The implementation of Accounting Standards Codification 715 (ASC 715) in 2006 moved pension economics out of the footnotes and directly onto the financial statements of corporate America. The goal was to incorporate the net assets and liabilities of defined-benefit plans onto corporate balance sheets so that a company’s investors could gain a more transparent view of the financial impact associated with its pension plan. However, under the current Generally Accepted Accounting Principles (GAAP), plan sponsors can use a variety of techniques to smooth out that impact.
This analysis indicated that the companies in the study experienced no statistically significant changes in share price that would reflect a direct, obvious shareholder response to the implementation of mark-to-market accounting.

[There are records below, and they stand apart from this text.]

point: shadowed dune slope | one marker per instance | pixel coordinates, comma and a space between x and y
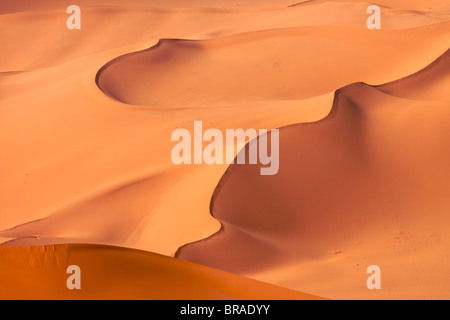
119, 273
268, 65
431, 83
374, 169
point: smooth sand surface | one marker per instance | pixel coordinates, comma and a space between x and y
107, 272
86, 118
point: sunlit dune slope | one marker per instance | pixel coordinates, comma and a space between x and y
280, 64
366, 185
118, 273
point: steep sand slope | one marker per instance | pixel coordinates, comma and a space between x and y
118, 273
367, 185
284, 64
99, 171
84, 168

In addition, the analysis showed no change in share price as a result of the “noise” inherent in utilizing actual asset and liability returns on financial statements rather than including those results in the footnotes. Although a few early adopters, such as Verizon, experienced abnormally large, but transitory, changes in share price following the initial announcement, those changes did not translate into sustained effects on share value, either positive or negative. This research confirms what SEI expected: With no cash implications, changes in accounting measures have no direct impact on share prices.

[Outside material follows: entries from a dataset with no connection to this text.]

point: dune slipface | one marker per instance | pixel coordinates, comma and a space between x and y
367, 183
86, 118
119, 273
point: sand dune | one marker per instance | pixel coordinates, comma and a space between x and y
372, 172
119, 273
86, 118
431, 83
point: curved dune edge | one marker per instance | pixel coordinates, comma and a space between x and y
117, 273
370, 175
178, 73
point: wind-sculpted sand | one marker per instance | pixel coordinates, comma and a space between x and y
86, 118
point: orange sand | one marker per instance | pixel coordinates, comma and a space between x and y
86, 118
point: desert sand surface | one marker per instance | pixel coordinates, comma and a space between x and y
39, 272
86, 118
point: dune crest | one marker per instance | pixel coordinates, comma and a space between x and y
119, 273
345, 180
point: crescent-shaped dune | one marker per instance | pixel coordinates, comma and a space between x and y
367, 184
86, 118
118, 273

Ratings agencies. We also looked at whether a plan sponsor’s credit rating tends to be affected by a move to mark-to-market accounting. Reviews of the rating practices of Standard & Poor’s, Moody’s, and Fitch, as well as discussions with Moody’s Investor Services, indicate that a shift to mark-to-market by a plan sponsor does not cause a significant disruption to the financial analysis practices of the major ratings agencies. Among several other non-GAAP adjustments that the ratings agencies make to corporate financial statements, applying full mark-to-market treatment for pensions appears to be standard practice.
At the same time, pensions and pension volatility have a discrete but limited effect on overall ratings. Compared with a company’s revenue and leverage level, pension-related factors generally have a modest impact on its credit rating. Significant changes to a plan’s funded status may limit credit rating upgrades, but such changes are unlikely to lead directly to a downgrade if they’re not accompanied by other changes in the company’s creditworthiness; since the major ratings agencies already are, in effect, using MTM in their analyses, a shift to MTM accounting should have a negligible impact on a particular plan sponsor’s credit rating.